The above systems may also be implemented with non-vocal detectors. For example, the first bedroom does not need a vocal detector. Instead, detector 104 may simply detect a problem and transmit a problem signal to controller 102 or the audio detectors 104, 106, 108, 110 and 112 and audio devices 120 directly in the home. Audio device 120 receives either the problem signal from detector 104 or a message from controller 102 and plays the correspondingly appropriate vocal instructions to the occupants.
While the above systems and methods have been described with specific details above, it is understood that those of ordinary skill in the art may implement similar systems and methods with slightly varying details. For example, the functional blocks shown in FIGS. 2 and 4 may be implemented as discrete semiconductor packages or combined into one general purpose processor, ASCI or programmable device. In like fashion, messages output by memory 206 and 412 may be directly forwarded to transmitter 208 or 406, respectively, without passing through processors 204 and 410.

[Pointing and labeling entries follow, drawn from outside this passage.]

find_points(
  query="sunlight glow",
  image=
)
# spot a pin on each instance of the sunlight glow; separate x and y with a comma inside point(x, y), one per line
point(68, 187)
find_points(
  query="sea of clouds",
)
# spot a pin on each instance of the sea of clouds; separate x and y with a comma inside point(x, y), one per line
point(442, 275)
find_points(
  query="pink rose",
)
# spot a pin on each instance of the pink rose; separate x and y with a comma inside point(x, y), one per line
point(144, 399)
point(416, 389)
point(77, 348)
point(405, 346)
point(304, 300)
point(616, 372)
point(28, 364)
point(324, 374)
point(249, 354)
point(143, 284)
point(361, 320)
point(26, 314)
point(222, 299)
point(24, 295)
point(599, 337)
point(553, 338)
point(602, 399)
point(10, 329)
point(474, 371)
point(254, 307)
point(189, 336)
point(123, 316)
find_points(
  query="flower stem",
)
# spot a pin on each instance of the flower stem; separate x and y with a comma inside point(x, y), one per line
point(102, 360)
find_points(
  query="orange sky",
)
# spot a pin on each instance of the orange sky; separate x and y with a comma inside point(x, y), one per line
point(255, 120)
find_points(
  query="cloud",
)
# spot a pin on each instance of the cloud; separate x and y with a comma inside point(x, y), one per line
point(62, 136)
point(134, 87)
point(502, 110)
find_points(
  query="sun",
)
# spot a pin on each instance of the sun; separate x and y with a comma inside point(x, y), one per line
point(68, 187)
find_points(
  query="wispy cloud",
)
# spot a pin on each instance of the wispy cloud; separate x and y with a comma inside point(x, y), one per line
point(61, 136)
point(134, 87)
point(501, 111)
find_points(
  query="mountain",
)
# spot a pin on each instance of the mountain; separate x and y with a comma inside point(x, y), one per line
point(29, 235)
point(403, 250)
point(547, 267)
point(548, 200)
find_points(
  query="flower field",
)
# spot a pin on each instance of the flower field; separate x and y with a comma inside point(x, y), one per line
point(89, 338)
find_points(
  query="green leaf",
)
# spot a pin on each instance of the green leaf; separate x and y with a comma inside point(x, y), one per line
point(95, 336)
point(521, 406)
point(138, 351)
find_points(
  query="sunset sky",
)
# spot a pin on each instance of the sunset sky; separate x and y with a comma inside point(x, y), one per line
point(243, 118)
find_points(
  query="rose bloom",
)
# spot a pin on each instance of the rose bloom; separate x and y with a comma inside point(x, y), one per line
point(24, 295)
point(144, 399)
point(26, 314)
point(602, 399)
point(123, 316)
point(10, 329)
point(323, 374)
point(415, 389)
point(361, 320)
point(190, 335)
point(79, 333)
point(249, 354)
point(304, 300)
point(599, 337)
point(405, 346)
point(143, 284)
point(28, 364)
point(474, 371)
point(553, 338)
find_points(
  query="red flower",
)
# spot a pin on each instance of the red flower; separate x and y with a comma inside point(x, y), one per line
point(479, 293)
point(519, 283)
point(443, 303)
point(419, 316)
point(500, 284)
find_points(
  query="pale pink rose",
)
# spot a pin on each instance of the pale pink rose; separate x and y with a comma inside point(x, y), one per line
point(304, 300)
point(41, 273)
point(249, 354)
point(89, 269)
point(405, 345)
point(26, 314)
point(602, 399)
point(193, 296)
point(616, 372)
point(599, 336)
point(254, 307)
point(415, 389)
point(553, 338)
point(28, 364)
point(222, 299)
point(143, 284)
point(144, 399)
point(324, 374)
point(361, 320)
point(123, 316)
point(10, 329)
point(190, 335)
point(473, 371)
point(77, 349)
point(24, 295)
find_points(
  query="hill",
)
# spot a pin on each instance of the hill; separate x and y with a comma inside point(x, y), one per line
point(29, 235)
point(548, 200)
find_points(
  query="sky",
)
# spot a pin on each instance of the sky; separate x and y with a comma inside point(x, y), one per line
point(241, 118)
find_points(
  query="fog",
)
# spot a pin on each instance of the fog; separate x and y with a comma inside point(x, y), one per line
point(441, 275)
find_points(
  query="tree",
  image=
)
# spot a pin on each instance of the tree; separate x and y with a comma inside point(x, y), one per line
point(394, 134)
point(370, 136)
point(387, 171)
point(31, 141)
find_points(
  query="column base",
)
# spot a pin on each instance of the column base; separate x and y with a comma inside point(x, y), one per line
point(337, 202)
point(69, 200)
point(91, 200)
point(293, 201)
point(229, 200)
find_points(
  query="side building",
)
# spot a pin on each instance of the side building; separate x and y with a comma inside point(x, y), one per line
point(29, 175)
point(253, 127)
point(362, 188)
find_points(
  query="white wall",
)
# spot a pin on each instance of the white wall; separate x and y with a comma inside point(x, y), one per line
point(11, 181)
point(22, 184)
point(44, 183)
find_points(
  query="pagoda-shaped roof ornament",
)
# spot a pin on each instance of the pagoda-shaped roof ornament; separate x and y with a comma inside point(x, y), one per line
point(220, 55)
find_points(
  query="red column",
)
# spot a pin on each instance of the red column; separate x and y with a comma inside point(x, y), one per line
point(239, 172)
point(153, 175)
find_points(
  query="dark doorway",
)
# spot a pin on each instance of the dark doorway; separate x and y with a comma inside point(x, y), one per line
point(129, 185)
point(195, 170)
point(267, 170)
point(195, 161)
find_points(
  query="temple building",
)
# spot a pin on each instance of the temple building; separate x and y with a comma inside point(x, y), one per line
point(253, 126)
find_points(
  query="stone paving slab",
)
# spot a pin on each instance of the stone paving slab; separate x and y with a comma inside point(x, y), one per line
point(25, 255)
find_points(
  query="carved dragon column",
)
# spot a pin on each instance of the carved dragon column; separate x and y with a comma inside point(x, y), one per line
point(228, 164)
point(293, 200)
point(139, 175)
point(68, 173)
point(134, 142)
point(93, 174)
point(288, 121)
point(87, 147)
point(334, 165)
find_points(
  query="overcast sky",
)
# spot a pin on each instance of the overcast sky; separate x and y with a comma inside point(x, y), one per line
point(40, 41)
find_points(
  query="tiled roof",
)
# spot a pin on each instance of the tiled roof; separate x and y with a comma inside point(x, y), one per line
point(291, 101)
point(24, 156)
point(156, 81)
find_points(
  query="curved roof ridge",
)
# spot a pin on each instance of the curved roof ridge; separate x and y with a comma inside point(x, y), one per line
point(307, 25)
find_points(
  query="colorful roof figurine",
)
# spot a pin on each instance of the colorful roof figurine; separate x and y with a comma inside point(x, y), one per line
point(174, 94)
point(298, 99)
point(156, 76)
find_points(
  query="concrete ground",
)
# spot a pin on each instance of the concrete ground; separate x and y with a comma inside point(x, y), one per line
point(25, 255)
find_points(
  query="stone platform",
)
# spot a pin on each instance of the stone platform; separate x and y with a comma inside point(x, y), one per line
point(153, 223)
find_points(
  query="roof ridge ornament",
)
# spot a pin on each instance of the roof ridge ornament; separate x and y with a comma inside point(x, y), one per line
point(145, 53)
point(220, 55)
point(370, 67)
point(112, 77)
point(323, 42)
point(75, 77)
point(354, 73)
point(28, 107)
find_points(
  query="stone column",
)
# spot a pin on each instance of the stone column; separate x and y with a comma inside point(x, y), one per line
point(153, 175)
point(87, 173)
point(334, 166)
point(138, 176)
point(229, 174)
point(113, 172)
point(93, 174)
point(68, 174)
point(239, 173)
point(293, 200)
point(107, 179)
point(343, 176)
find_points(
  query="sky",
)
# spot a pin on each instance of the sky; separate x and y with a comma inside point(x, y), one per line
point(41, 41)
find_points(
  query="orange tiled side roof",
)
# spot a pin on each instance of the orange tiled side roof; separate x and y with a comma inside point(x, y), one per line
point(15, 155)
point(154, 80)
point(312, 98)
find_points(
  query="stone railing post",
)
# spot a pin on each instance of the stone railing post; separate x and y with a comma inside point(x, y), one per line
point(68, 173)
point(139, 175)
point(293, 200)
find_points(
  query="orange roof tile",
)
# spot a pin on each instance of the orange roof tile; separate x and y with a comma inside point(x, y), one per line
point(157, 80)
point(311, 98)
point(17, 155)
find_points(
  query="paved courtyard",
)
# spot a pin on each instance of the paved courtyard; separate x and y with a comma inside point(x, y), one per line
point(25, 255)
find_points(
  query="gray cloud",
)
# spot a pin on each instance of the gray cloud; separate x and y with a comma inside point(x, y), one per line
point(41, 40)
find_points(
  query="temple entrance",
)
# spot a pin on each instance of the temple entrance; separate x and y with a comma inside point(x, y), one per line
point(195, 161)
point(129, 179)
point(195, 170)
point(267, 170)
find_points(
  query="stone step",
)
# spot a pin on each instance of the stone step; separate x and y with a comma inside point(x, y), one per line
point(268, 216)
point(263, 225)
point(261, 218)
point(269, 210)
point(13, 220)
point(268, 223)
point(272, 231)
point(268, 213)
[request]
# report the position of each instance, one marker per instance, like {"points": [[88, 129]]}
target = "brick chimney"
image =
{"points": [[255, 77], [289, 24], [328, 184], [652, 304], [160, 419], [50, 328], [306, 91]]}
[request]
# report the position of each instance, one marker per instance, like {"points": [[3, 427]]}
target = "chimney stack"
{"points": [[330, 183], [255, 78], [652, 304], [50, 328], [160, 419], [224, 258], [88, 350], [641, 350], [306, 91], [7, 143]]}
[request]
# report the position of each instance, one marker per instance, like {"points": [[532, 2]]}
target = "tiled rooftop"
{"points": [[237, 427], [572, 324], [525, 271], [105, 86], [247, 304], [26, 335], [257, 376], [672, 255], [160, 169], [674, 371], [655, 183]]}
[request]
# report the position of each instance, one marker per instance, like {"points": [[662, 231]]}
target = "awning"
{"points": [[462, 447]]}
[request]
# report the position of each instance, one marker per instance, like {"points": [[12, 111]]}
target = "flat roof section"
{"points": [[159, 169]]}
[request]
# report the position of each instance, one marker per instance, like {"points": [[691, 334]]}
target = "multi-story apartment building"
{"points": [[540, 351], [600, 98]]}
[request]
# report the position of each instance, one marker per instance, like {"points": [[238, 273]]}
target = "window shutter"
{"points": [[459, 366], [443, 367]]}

In yet another alternative system, PSTN interface 210 in FIG. 2 is replaced with an alternative WAN interface. Examples of such a WAN interface include an Internet or World Wide Web interface. In this exemplary system, memory 206 stores audio and/or text messages that can be output to either to a device in the home, such as a PC or wireless PDA, or to a third party security system, via either a wired or wireless link, as previously described.

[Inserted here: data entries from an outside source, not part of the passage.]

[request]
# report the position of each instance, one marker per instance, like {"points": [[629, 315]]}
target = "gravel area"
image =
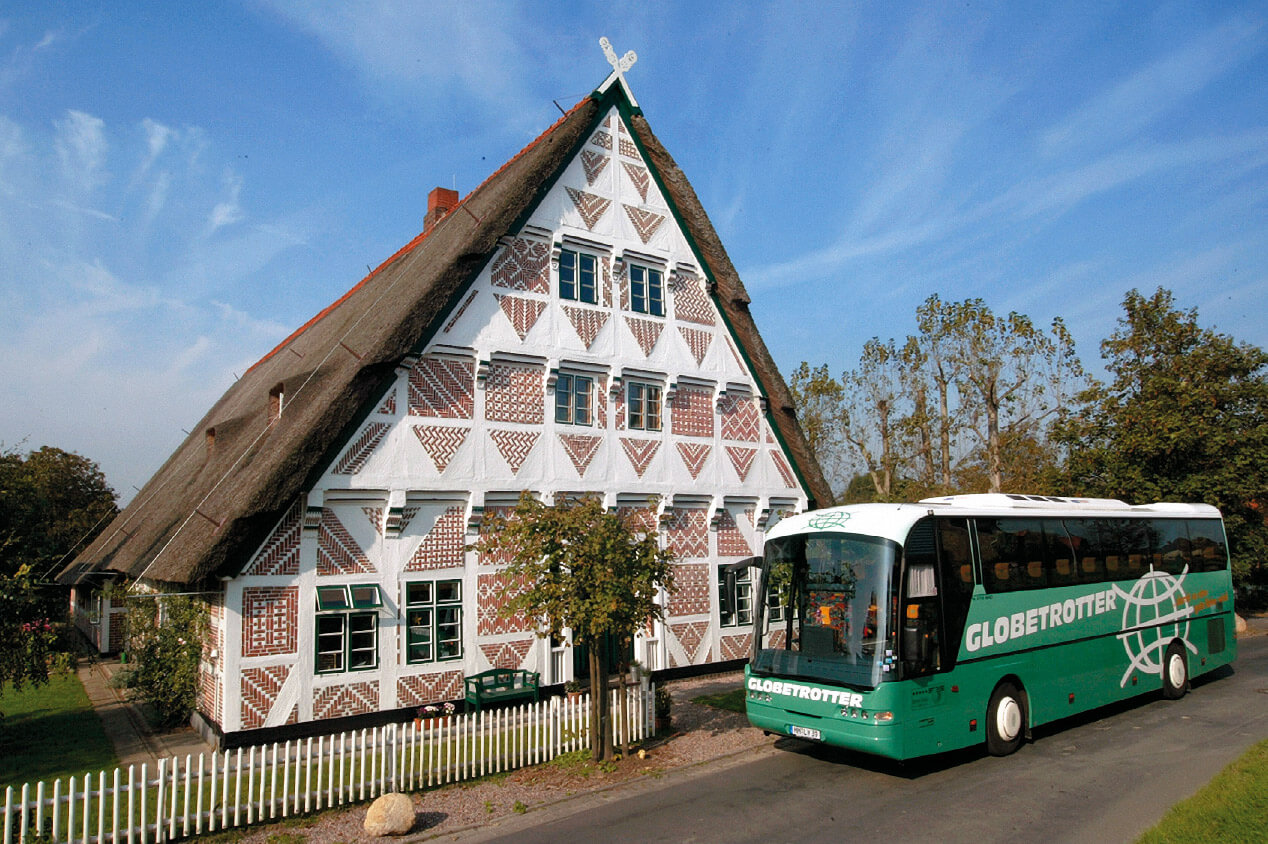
{"points": [[699, 734]]}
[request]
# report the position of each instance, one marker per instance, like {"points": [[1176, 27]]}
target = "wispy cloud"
{"points": [[1126, 108]]}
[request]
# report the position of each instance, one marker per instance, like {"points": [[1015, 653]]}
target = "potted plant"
{"points": [[663, 707]]}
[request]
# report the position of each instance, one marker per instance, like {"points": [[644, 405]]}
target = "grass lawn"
{"points": [[732, 700], [1233, 807], [51, 731]]}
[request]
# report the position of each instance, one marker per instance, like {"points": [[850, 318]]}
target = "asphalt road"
{"points": [[1106, 776]]}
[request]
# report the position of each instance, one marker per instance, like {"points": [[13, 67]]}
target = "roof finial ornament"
{"points": [[619, 67]]}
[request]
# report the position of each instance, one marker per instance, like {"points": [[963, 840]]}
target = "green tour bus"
{"points": [[904, 630]]}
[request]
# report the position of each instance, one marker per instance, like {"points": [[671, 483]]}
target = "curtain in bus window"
{"points": [[1170, 550], [1015, 554], [1209, 551], [1087, 549]]}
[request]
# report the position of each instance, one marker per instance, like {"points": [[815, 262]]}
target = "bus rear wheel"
{"points": [[1006, 720], [1174, 672]]}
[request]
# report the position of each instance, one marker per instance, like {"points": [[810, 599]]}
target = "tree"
{"points": [[165, 635], [581, 568], [52, 503], [1184, 417]]}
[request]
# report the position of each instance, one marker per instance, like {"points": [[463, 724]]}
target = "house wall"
{"points": [[471, 423]]}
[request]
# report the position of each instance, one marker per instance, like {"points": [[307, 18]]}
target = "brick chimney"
{"points": [[440, 202]]}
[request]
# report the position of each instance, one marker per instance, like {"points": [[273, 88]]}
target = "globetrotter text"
{"points": [[984, 634]]}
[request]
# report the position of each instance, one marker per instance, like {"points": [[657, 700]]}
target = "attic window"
{"points": [[275, 401], [332, 598]]}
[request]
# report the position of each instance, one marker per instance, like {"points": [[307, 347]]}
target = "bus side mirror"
{"points": [[728, 592]]}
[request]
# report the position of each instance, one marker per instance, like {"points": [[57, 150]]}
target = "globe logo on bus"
{"points": [[1151, 620]]}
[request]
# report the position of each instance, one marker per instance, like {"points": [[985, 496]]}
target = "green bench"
{"points": [[501, 684]]}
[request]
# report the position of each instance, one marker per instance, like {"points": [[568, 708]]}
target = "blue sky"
{"points": [[181, 185]]}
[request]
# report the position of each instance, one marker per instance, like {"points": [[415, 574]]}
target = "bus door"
{"points": [[937, 588]]}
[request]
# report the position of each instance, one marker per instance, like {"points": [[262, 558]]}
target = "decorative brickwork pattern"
{"points": [[581, 450], [698, 341], [638, 518], [694, 589], [687, 532], [690, 300], [260, 687], [493, 591], [640, 453], [507, 654], [337, 553], [280, 551], [644, 222], [515, 394], [269, 620], [514, 446], [731, 540], [420, 690], [440, 442], [523, 265], [444, 545], [785, 472], [444, 388], [340, 701], [742, 459], [460, 311], [741, 420], [736, 646], [692, 412], [638, 176], [690, 636], [594, 162], [646, 332], [354, 459], [694, 455], [587, 322], [374, 516], [591, 207], [523, 313]]}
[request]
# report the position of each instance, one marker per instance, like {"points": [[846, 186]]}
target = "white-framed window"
{"points": [[642, 407], [573, 399], [578, 275], [348, 627], [434, 621], [741, 600], [647, 290]]}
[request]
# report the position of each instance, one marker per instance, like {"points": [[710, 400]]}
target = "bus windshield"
{"points": [[827, 608]]}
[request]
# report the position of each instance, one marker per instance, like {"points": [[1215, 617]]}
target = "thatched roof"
{"points": [[213, 502]]}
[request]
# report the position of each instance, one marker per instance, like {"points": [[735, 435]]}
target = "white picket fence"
{"points": [[266, 782]]}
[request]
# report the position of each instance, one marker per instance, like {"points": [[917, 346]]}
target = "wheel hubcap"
{"points": [[1176, 669], [1008, 719]]}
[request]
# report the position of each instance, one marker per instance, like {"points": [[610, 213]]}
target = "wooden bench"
{"points": [[501, 684]]}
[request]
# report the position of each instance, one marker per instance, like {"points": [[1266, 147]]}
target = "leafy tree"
{"points": [[582, 568], [1184, 417], [165, 634], [52, 502]]}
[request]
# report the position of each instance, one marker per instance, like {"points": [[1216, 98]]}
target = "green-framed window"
{"points": [[647, 290], [577, 276], [572, 399], [348, 627], [434, 621], [643, 407], [741, 600]]}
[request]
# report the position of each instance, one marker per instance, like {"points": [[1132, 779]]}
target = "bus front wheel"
{"points": [[1174, 672], [1006, 720]]}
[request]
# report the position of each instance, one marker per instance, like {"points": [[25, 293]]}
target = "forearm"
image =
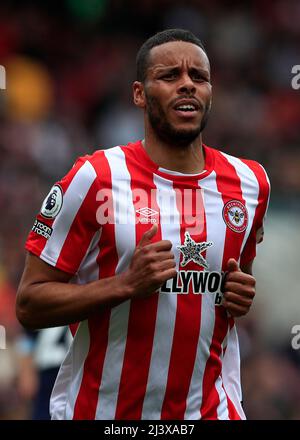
{"points": [[51, 303]]}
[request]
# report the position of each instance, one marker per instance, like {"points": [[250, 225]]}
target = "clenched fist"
{"points": [[239, 290]]}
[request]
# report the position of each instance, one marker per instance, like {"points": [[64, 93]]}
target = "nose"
{"points": [[186, 84]]}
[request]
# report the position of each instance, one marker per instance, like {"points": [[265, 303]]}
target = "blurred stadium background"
{"points": [[70, 65]]}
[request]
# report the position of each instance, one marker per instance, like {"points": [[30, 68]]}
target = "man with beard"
{"points": [[150, 249]]}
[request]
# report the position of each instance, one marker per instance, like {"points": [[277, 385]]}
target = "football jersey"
{"points": [[175, 354]]}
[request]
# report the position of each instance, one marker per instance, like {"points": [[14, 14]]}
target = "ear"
{"points": [[139, 94]]}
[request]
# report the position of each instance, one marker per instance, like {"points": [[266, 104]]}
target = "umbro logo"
{"points": [[147, 215]]}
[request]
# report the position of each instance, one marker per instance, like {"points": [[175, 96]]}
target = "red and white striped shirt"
{"points": [[175, 354]]}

The process shown in FIG. 5 may be implemented in a general, multi-purpose or single purpose processor. Such a processor will execute instructions, either at the assembly, compiled or machine-level, to perform that process. Those instructions can be written by one of ordinary skill in the art following the description of FIG. 5 and stored or transmitted on a computer readable medium. The instructions may also be created using source code or any other known computer-aided design tool. A computer readable medium may be any medium capable of carrying those instructions and include a CD-ROM, DVD, magnetic or other optical disc, tape, silicon memory (e.g., removable, non-removable, volatile or non-volatile), packetized or non-packetized wireline or wireless transmission signals.